Policy

Mark Bittman Corrects Fact-Resistant Food Policy Analysts…Such As Mark Bittman

|

Thanks to Katherine Mangu-Ward's recent Washington Post op-ed piece about the folly of government efforts to reshape our diets, I noticed a strikingly oblivious Mark Bittman column from last month. "Is Junk Food Really Cheaper?" the headline asks. The short answer: No, it isn't. The longer version:

The "fact" that junk food is cheaper than real food has become a reflexive part of how we explain why so many Americans are overweight, particularly those with lower incomes. I frequently read confident statements like, "when a bag of chips is cheaper than a head of broccoli…" or "it's more affordable to feed a family of four at McDonald's than to cook a healthy meal for them at home."

This is just plain wrong. In fact it isn't cheaper to eat highly processed food.

Furthermore, Bittman explains, a healthy diet is easily affordable, especially if we are talking about "supermarket ingredients, not the pricier organic or local food that many people would consider ideal." I'd thank Bittman for doing a public service by refuting the persistent myth that people eschew healthy food because it's so expensive, except that he himself was until quite recently reinforcing that very myth—a fact he does not find space to acknowledge in his 1,700-word column. Two months before he set the record straight concerning the relative price of junk food, Bittman was positively giddy about obesity maven Kelly Brownell's proposal to discourage consumption of politically incorrect foods through taxes and encourage the consumption of politically correct foods through subsidies, calling the challenge of implementing this elaborate price control scheme "fun" and "inspiring." As I noted at the time, Bittman overlooked not only the moral and practical issues raised by Brownell's vision but the seemingly relevant fact that price is not the reason people prefer potato chips to collard greens. He was so undeterred by readily observable facts that he even recommended subsidies for "dried legumes," one of the cheapest foods on the planet, with the aim of "making healthy food more affordable." Since then, Bittman seems to have visited a grocery store, but in his more recent column he never admits that he was "just plain wrong" in July.
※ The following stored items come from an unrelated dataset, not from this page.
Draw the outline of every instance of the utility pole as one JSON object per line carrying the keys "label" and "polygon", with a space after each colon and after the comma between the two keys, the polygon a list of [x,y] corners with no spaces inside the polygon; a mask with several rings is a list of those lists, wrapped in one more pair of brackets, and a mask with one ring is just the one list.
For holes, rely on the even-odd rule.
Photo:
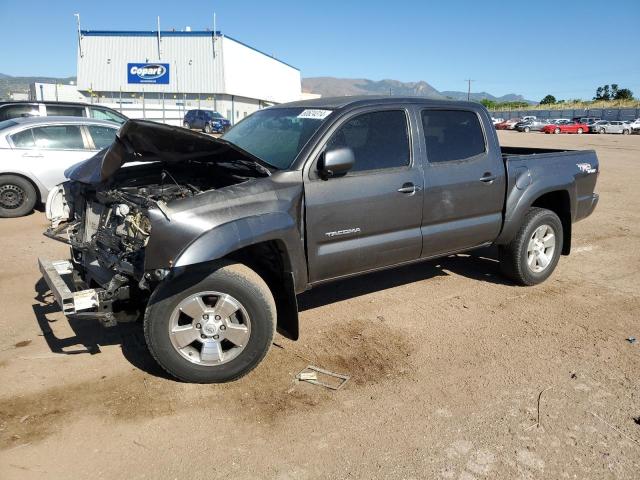
{"label": "utility pole", "polygon": [[467,82],[467,85],[468,85],[468,87],[467,87],[467,102],[468,102],[469,100],[471,100],[471,82],[473,82],[473,81],[474,81],[474,80],[472,80],[472,79],[470,79],[470,78],[467,78],[467,79],[465,80],[465,82]]}
{"label": "utility pole", "polygon": [[80,30],[80,14],[74,13],[73,16],[76,17],[76,23],[78,24],[78,52],[80,53],[80,57],[83,57],[84,55],[82,55],[82,30]]}

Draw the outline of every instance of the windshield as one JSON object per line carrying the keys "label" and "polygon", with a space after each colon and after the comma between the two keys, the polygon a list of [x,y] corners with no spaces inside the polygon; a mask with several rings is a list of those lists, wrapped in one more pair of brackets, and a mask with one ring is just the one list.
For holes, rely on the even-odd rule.
{"label": "windshield", "polygon": [[224,118],[218,112],[207,112],[211,118]]}
{"label": "windshield", "polygon": [[279,169],[291,166],[331,110],[268,108],[237,124],[222,136]]}

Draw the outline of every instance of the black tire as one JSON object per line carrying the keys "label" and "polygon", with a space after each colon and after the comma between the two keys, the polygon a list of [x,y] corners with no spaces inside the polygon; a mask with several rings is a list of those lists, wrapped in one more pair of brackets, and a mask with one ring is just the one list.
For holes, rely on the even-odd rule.
{"label": "black tire", "polygon": [[213,130],[211,129],[211,125],[208,123],[204,124],[204,133],[211,133]]}
{"label": "black tire", "polygon": [[[223,261],[212,273],[186,287],[181,285],[185,282],[180,277],[168,282],[149,301],[144,334],[149,351],[169,374],[185,382],[222,383],[246,375],[262,361],[273,341],[277,314],[273,295],[256,272],[240,263]],[[211,290],[236,298],[251,318],[251,332],[244,350],[221,365],[190,362],[174,348],[169,336],[169,322],[178,304],[190,295]]]}
{"label": "black tire", "polygon": [[529,133],[531,129],[529,127],[524,127],[524,133]]}
{"label": "black tire", "polygon": [[[534,232],[542,225],[554,230],[555,250],[549,265],[541,272],[533,271],[527,264],[527,248]],[[524,217],[522,226],[508,245],[498,248],[502,273],[520,285],[537,285],[553,273],[562,253],[563,230],[560,218],[545,208],[531,208]]]}
{"label": "black tire", "polygon": [[33,184],[18,175],[0,175],[0,217],[23,217],[33,211],[38,194]]}
{"label": "black tire", "polygon": [[623,135],[629,135],[629,130],[626,130],[626,129],[625,129],[625,130],[623,130],[623,131],[622,131],[622,134],[623,134]]}
{"label": "black tire", "polygon": [[556,128],[556,129],[553,131],[553,133],[555,133],[556,135],[558,135],[558,134],[560,133],[560,131],[561,131],[561,130],[560,130],[559,128]]}
{"label": "black tire", "polygon": [[191,125],[189,125],[189,122],[184,122],[184,123],[182,124],[182,126],[183,126],[184,128],[186,128],[187,130],[191,130]]}
{"label": "black tire", "polygon": [[604,128],[601,128],[601,129],[600,129],[600,133],[601,133],[601,134],[602,134],[602,133],[607,133],[607,131],[606,131]]}

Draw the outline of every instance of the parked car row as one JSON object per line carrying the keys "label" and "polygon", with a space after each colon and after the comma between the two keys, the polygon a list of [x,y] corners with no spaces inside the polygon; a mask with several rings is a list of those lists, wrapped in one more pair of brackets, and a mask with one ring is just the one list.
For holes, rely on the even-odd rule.
{"label": "parked car row", "polygon": [[640,133],[640,118],[633,121],[602,120],[597,117],[538,119],[534,116],[510,118],[494,123],[496,130],[544,133]]}

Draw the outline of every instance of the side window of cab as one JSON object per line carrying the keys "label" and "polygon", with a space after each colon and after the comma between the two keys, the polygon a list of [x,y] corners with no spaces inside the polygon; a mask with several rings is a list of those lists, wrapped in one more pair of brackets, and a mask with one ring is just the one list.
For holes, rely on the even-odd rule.
{"label": "side window of cab", "polygon": [[326,150],[350,148],[355,164],[349,175],[406,167],[410,162],[409,128],[404,110],[363,113],[344,123]]}

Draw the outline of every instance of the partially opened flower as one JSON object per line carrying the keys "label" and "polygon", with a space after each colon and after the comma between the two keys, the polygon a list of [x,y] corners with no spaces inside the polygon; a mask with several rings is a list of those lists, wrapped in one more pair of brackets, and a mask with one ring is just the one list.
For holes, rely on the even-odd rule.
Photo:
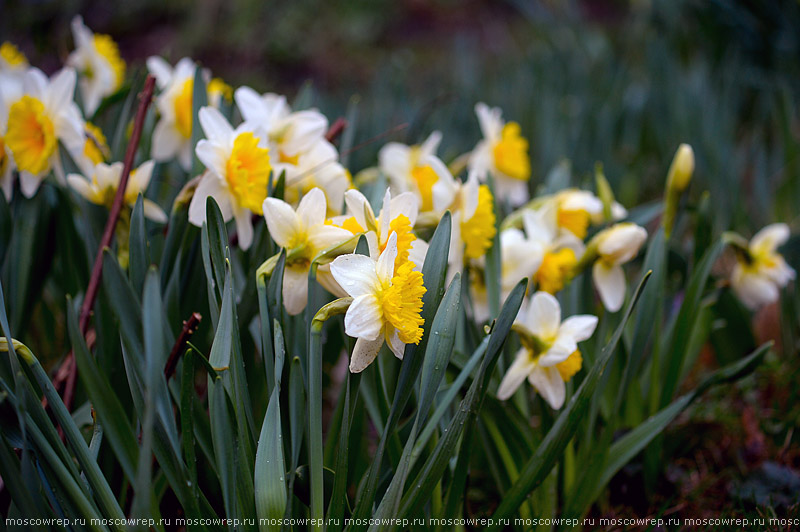
{"label": "partially opened flower", "polygon": [[[581,240],[586,238],[589,224],[606,221],[603,215],[603,202],[588,190],[577,188],[561,190],[548,199],[548,203],[554,204],[558,226]],[[621,220],[627,215],[625,207],[616,201],[612,203],[612,221]]]}
{"label": "partially opened flower", "polygon": [[369,366],[384,342],[402,359],[405,344],[422,339],[422,273],[409,261],[396,265],[396,258],[393,232],[377,261],[350,254],[331,263],[333,277],[354,298],[344,317],[345,332],[357,338],[350,358],[352,373]]}
{"label": "partially opened flower", "polygon": [[[153,176],[154,166],[155,163],[153,161],[146,161],[139,168],[131,170],[131,174],[128,176],[128,186],[125,187],[125,195],[123,196],[125,205],[133,207],[139,194],[144,194],[147,190],[150,178]],[[70,174],[67,176],[67,183],[75,192],[90,202],[111,208],[122,178],[122,167],[123,164],[121,162],[114,164],[98,163],[91,175],[84,177],[79,174]],[[142,198],[142,207],[146,217],[159,223],[167,222],[166,213],[154,201]]]}
{"label": "partially opened flower", "polygon": [[795,271],[778,253],[789,239],[789,226],[782,223],[764,227],[738,250],[731,274],[731,286],[747,307],[755,310],[778,300],[780,289],[795,278]]}
{"label": "partially opened flower", "polygon": [[556,206],[552,202],[537,210],[526,210],[522,222],[528,238],[542,248],[542,262],[533,275],[536,286],[555,294],[564,288],[578,258],[583,255],[583,241],[559,227]]}
{"label": "partially opened flower", "polygon": [[[5,46],[8,43],[4,43]],[[9,45],[11,46],[11,45]],[[9,106],[22,96],[22,77],[8,74],[0,69],[0,187],[6,200],[14,190],[14,155],[6,140]]]}
{"label": "partially opened flower", "polygon": [[28,59],[19,48],[5,41],[0,44],[0,73],[24,74],[28,69]]}
{"label": "partially opened flower", "polygon": [[311,261],[322,251],[353,237],[341,227],[325,223],[325,194],[319,188],[303,196],[297,210],[283,200],[264,200],[264,219],[269,234],[286,249],[283,272],[283,304],[286,311],[299,314],[308,302],[308,271]]}
{"label": "partially opened flower", "polygon": [[552,408],[561,408],[566,396],[564,383],[582,364],[578,342],[591,337],[595,327],[597,317],[590,315],[562,322],[558,300],[546,292],[534,294],[514,324],[523,347],[500,382],[497,398],[508,399],[527,378]]}
{"label": "partially opened flower", "polygon": [[201,226],[206,219],[206,200],[213,197],[225,221],[234,218],[239,246],[253,242],[252,214],[261,214],[272,171],[266,142],[247,124],[234,129],[217,109],[203,107],[200,126],[206,138],[197,143],[197,157],[208,169],[189,204],[189,221]]}
{"label": "partially opened flower", "polygon": [[413,192],[421,212],[434,211],[433,189],[439,180],[453,180],[450,170],[436,156],[442,134],[434,131],[420,145],[386,144],[378,153],[378,165],[397,192]]}
{"label": "partially opened flower", "polygon": [[481,102],[475,105],[475,114],[483,139],[472,150],[470,171],[481,179],[491,173],[497,195],[511,205],[522,205],[528,199],[531,177],[528,141],[520,135],[518,123],[503,121],[500,108],[489,108]]}
{"label": "partially opened flower", "polygon": [[122,86],[125,61],[119,55],[117,43],[108,35],[92,33],[80,16],[72,19],[72,38],[75,51],[67,58],[67,64],[81,75],[78,86],[86,113],[90,115],[103,98]]}
{"label": "partially opened flower", "polygon": [[[598,233],[589,244],[596,253],[592,279],[603,305],[616,312],[625,301],[622,265],[633,259],[647,240],[647,231],[634,223],[619,223]],[[589,253],[589,251],[587,251]]]}
{"label": "partially opened flower", "polygon": [[31,68],[23,77],[23,94],[15,101],[0,103],[8,109],[4,142],[19,170],[20,188],[26,197],[36,193],[51,170],[63,182],[59,141],[72,153],[83,147],[83,120],[72,101],[75,80],[71,68],[49,80],[41,70]]}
Such a concession might have instilled some well-deserved humility in Bittman, whose food column I enjoyed but whose work as a public policy commentator is remarkably shallow and ill-informed. To show that a government campaign to change the nation's "food environment" can be successful, for instance, he cites "the 1998 tobacco settlement," which "limited cigarette marketing and forced manufacturers to finance anti-smoking campaigns—a negotiated change that led to an environmental one that in turn led to a cultural one, after which kids said to their parents, 'I wish you didn't smoke.' " For anyone familiar with the history of the anti-smoking movement—or anyone who grew up in the 1970s, when I was nagging my father about his cigars, hiding ashtrays, and posting "Thank You for Not Smoking" signs around the house (yeah, I know)—the idea that it all began with the 1998 Master Settlement Agreement is laughable.

Admitting his past errors might also have encouraged Bittman to think twice before enthusiastically citing former FDA chief David Kessler's insights into eating, which boil down to the observation that restaurateurs and food manufacturers deliberately design their products to taste good. Bittman might also have paused to reflect on the principle he implicitly endorses when he declares that "advertising for fast food is not the exercise of free speech but behavior manipulation [aimed at encouraging consumption] of addictive substances"—by which he seems to mean that speech should be censored if it might persuade people to make unhealthy choices. For that matter, having seen how utterly wrong he was in arguing that low prices make junk food attractive, he might have considered whether there is any evidence that advertising does. Maybe he is saving that for his next column, where he can correct another "reflexive part of how we explain why so many Americans are overweight."